Employer type also factors into compensation. Higher median PA base salaries are reported in university hospitals ($93,000) and other hospitals ($95,000), while the lowest compensation is in solo physician practices ($85,000). Thirty-seven percent of PAs provide medical services in hospitals and 10.3% work in solo practices, the survey found.
Nearly one-third of PAs (32%) are practicing in primary care. However, just as with physicians, PAs who gravitate towards specialties make more money. Average compensation for PA specialties such as dermatology ($117,000), emergency medicine ($108,000) and surgery ($105,000), were considerably higher than for PAs working in primary care and family medicine, who reported earning less ($94,000 and $93,400, respectively).
Singleton says the better compensation in specialty care has not gone unnoticed by PAs.
“Yes, PAs, just like MDs, make more as specialists. Yes, that has gravitated about two-thirds of PAs into specialty care,” he says. “Unfortunately, the way the market has fallen out we need more primary care. If you are a PA you can’t blame them. If they can make 20% to 30% more in specialty care and in some cases have an easier workload it is going to be tough to pull them back into primary care.”
Herman says it’s not just the relatively lower compensation costs that make PAs a good value. It’s also their flexibility.
“If someone is a physician and they are board certified as a
dermatologist that is what they do. PAs being trained as generalists are
extremely nimble. PAs typically will change specialties or disciplines at least twice during their careers. Part of that is responding to
workforce and healthcare needs and it may be the PAs find they want to do something different,” says Herman, who in his PA career transitioned from an occupational therapist to the emergency department and then toward family practice.

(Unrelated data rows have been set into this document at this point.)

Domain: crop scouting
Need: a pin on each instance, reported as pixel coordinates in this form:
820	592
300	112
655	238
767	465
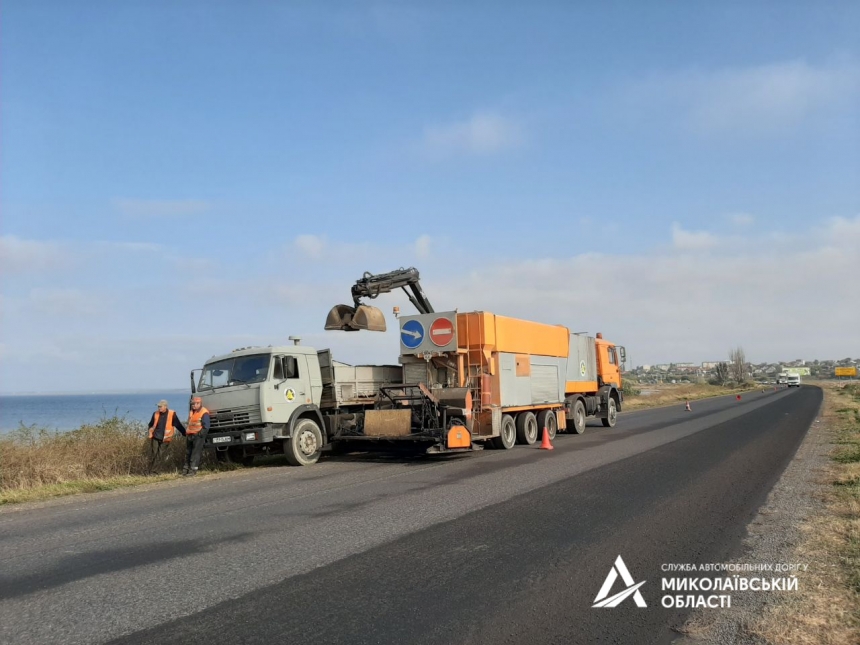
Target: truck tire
548	420
526	428
577	423
508	436
304	445
611	413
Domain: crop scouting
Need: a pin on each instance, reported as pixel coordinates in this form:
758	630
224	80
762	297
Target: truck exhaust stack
361	318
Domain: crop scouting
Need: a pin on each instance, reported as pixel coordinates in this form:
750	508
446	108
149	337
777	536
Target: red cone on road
545	444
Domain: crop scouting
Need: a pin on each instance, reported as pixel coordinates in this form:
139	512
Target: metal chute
361	318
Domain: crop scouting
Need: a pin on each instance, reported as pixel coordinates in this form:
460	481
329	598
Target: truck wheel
526	428
611	414
577	423
547	419
303	447
508	436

Singleton says the demand for PAs and NPs reflects a broader trend in healthcare delivery.
“Whether or not you think there is a physician shortage, whether you think there is utilization mismanagement or mal-distribution or not, we are not going to get out of it without everyone practicing to the limit of their abilities, and a lot of that is going to fall on NPs and PAs, specifically. I don’t expect this trend to stop. I expect NPs and PAs recruiting to go through what primary care physicians did,” he says.
“Keep in mind that is all new. In the Dallas market 10 years ago 75% of the PAs were employed by independent physicians or practices. Now, 75% of PAs are controlled by health systems. You are going to see salaries escalate at least to the point they can. You are going to see health centers take a loss on an individual provider because of the downstream revenues and referrals they get. And you are going to see them get creative with signing bonuses and call coverage,” Singleton says.
“We are already starting to see some of them mimic MDs as far as RVUs and other production bonuses. I don’t see that changing, at least not in the next three or four years.”